See there is lots of confusion it will create if you want to check if activity is type of cycling ??because its just depend on accelerometer
accelerometer contain microscopic crystal structures that get stressed by accelerative forces, which causes a voltage to be generated.and from that voltage it can parse the result.. so what i know is its just classifies your speed and giving you result that its running walking or automotive so if you want to use cycling some time very fast very slow or medium so may be it will some time result in to walking or running or may be auotomotive so m7 can not clarify the thing if its automotive or cycling or running because there is not much of speed variance while you cycling.
Still while using for running and walking its some time gives wrong results in some cases.. so that will chances that your app will give wrong information too.
One more thing you asked is
Note, this also does not include general transport options for things
like a Train. For instance, I commute an hour a day on the train.
Automotive could be made more generic at least, similar to how Moves
uses Transport.
So Apple is also working on other mapping features. Apple is said to be planning notable updates to its Maps app in iOS 8, and the company is currently working on implementing both public transit directions and indoor mapping features (which Google already has on iOS).
http://www.macrumors.com/2013/09/12/apple-working-to-leverage-new-m7-motion-sensing-chip-for-mapping-improvements/ (Useful Link)
So, not sure if you still need an answer to that but here is the latest from iOs8 SDK
#property(readonly, nonatomic) BOOL cycling NS_AVAILABLE(NA, 8_0);
In session 612 at WWDC 2014, the two presenting Apple engineers provided some information: In the slides they stated:
Performance is very sensitive to location
Works best if device is worn on upper arm Best for retrospective use cases
Longest latency
Best for retrospective use cases
In the video they explain on the audio track (starting at about 11:00) that
Cycling is new, something we introduced in iOS 8.

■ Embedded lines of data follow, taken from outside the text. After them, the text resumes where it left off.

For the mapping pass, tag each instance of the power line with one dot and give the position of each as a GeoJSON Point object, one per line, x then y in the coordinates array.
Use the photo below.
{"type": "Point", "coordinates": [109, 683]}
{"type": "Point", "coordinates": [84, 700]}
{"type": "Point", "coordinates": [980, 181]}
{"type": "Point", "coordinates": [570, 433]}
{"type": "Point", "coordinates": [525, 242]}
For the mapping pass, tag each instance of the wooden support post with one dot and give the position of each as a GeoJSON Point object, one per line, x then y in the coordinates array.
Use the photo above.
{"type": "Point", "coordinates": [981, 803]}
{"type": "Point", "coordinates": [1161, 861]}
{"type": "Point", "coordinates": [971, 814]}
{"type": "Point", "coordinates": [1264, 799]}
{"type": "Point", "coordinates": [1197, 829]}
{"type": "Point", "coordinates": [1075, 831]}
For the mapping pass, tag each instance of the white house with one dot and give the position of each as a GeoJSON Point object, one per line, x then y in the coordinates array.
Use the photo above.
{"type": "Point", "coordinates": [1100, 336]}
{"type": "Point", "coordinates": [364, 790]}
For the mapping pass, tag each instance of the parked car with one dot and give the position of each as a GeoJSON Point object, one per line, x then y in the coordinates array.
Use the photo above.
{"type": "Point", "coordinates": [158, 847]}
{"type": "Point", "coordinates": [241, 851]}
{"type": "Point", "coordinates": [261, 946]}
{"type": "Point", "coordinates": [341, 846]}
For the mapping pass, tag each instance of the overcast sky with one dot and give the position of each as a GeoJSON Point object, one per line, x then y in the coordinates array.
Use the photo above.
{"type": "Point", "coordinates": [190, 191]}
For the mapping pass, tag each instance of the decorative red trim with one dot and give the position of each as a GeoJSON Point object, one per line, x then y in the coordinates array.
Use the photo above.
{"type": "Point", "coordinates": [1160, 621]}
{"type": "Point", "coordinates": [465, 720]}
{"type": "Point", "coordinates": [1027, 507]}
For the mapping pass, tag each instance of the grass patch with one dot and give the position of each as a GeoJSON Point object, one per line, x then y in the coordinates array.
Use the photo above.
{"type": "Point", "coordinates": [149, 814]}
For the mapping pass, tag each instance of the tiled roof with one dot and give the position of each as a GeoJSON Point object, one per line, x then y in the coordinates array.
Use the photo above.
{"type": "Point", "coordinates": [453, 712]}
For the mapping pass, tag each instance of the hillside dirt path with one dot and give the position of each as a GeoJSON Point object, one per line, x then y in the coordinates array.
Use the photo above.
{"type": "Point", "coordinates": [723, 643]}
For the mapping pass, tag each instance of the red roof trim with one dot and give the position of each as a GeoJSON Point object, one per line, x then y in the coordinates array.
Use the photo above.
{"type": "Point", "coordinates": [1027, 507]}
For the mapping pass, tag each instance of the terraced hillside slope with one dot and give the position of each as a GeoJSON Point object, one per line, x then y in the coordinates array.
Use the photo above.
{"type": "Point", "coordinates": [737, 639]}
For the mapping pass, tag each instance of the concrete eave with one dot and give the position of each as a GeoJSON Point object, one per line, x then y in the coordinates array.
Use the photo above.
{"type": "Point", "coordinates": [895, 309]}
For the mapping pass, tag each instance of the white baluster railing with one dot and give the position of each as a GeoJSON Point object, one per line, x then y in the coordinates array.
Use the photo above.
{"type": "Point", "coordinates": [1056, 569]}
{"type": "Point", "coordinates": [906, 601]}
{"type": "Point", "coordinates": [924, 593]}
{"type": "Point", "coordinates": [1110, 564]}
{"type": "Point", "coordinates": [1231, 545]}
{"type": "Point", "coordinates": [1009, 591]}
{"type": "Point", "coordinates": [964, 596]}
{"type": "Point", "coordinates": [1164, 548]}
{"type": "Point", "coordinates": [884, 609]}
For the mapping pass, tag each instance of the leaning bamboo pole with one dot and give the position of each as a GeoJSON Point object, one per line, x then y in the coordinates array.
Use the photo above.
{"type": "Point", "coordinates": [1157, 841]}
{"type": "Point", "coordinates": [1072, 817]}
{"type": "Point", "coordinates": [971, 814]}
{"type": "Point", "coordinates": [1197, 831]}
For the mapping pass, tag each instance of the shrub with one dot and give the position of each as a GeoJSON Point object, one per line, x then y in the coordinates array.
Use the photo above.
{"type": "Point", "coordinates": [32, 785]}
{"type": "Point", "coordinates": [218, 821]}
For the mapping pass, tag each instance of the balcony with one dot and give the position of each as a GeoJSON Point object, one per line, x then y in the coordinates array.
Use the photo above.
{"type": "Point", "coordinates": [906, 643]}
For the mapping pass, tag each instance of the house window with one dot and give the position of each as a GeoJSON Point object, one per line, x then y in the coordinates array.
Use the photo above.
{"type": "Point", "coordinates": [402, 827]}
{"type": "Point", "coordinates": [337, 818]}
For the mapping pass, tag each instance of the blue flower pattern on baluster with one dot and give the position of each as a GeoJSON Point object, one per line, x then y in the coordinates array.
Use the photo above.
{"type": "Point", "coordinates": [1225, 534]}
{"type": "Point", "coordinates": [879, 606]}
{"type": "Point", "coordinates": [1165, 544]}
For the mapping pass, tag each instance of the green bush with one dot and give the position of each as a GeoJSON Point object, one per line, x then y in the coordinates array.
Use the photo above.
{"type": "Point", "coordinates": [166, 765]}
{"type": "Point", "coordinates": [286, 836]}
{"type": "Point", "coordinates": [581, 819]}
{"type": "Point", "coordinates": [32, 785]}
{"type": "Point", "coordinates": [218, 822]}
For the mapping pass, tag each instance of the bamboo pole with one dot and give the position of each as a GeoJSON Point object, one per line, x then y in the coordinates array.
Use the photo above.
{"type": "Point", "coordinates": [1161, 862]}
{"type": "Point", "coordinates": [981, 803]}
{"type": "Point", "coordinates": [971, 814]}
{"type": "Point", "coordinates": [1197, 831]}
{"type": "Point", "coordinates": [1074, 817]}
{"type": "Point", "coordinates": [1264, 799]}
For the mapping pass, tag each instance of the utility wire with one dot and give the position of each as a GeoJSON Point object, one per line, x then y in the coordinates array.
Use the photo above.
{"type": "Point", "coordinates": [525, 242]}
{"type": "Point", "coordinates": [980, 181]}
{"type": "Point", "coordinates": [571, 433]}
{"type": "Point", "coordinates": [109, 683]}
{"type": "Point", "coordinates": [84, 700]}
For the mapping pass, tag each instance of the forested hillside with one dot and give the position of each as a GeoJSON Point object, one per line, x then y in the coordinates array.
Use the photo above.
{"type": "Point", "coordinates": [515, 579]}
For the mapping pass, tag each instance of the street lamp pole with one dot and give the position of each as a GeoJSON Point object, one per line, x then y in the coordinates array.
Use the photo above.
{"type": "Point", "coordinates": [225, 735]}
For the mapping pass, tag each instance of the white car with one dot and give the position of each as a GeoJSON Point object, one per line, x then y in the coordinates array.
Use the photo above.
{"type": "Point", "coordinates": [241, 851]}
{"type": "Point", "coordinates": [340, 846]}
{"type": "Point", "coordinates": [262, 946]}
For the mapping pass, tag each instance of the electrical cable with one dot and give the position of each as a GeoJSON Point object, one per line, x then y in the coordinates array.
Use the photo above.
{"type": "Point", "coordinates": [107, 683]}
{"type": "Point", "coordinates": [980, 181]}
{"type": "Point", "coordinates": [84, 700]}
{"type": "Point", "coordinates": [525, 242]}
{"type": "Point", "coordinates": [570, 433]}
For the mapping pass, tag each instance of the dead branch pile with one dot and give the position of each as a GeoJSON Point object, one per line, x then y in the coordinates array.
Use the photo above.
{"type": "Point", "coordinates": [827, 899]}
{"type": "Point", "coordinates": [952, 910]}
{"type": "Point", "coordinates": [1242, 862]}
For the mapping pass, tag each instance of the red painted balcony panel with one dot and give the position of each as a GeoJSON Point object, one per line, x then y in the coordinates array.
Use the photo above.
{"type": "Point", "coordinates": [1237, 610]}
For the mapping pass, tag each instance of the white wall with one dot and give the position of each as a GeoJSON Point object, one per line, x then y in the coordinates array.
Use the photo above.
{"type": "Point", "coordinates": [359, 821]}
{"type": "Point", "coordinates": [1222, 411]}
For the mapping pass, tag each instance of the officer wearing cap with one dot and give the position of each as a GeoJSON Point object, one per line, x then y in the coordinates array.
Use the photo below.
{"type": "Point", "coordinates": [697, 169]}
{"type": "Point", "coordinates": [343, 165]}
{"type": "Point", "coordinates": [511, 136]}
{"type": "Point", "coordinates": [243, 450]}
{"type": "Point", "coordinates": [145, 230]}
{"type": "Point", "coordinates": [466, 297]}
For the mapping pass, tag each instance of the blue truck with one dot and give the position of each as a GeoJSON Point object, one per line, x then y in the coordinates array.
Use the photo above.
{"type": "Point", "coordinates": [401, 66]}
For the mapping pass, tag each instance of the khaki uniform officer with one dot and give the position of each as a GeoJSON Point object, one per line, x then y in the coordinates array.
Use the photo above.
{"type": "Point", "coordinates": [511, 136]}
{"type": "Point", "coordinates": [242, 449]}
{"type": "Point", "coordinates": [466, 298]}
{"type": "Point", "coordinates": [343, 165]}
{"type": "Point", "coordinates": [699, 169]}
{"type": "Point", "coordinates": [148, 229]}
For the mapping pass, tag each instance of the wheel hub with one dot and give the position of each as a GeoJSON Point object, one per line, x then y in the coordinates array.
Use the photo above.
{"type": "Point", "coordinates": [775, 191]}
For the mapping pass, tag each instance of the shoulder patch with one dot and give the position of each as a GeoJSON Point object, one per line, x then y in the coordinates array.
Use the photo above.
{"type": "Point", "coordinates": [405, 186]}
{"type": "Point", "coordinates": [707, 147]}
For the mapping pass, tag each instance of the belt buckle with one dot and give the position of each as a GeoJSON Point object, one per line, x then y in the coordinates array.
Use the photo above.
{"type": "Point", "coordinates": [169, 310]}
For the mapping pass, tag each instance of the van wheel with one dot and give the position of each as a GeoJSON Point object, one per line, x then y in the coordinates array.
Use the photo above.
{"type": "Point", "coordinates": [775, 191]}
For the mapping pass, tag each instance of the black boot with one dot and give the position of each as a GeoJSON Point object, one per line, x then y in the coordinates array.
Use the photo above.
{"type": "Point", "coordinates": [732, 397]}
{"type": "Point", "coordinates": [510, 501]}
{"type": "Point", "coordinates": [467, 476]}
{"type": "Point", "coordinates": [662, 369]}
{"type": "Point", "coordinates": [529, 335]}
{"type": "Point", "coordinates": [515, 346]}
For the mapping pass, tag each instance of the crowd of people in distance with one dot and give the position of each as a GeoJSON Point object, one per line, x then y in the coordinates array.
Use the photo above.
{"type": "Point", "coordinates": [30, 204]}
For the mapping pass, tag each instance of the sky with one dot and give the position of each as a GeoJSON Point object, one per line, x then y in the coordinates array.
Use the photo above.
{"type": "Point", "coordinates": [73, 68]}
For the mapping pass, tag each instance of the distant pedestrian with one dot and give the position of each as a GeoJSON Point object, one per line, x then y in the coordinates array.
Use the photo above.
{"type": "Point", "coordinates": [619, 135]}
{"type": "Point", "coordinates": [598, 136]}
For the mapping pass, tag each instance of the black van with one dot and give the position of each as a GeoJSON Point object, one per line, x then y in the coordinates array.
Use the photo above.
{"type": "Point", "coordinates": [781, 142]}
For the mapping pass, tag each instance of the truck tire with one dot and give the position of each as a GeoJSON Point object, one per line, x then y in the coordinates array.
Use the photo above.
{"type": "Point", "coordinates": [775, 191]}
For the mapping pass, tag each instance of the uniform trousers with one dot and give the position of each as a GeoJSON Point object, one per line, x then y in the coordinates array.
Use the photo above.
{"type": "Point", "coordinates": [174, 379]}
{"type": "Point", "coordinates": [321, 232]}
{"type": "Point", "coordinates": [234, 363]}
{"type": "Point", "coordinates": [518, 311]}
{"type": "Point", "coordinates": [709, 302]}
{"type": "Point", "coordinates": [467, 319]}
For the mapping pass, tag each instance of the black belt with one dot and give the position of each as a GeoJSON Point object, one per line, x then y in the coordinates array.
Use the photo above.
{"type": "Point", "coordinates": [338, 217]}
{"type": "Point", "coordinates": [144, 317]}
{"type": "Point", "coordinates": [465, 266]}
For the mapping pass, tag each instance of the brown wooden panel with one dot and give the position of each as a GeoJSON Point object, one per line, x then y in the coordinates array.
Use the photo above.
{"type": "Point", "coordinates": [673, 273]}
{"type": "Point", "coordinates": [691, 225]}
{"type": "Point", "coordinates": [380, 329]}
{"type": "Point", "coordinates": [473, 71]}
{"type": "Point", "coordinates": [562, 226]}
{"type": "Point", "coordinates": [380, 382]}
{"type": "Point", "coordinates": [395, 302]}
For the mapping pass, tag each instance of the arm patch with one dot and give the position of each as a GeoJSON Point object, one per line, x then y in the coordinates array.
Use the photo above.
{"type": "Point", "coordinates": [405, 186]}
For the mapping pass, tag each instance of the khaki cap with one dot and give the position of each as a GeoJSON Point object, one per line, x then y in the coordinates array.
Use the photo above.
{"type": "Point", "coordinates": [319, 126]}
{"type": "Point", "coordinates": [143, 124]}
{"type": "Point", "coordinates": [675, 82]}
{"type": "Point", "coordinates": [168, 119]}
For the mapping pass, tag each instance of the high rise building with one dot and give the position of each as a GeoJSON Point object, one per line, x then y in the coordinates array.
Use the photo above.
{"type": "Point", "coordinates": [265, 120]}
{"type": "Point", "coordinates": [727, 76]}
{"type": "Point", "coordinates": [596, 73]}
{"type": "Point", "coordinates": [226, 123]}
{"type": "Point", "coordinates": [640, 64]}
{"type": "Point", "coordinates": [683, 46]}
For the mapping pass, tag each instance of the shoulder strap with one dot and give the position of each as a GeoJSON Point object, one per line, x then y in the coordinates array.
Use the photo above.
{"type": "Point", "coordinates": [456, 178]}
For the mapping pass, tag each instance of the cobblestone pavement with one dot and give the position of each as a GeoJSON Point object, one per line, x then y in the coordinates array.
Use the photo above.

Cycling is very challenging, and again you need the dynamics and so
it's going to be very sensitive to location.
If it was mounted on the upper arm the latency is going to be fairly
reasonable.
And if it's anywhere else, it's going to take a lot longer. So definitely I would not suggest using cycling activity classification as a hint for the context here and now. It's really something that you'll want to use in a retrospective manner for a journaling app, for example.
I made a simple test setup for iOS 8 and 9 and iPhone 5s and 6 and cycling was not detected - not a single time in over 1.5h cycling. If the new iPhone 6S makes good this major deficit in motion activity detection is unclear - Phil Schiller announced it in September 2015.
tl;tr
Currently, cycling detection in CoreMotion does not work as it works for stationary, walking, running, and car! It will be not detected and can be used retrospectively only.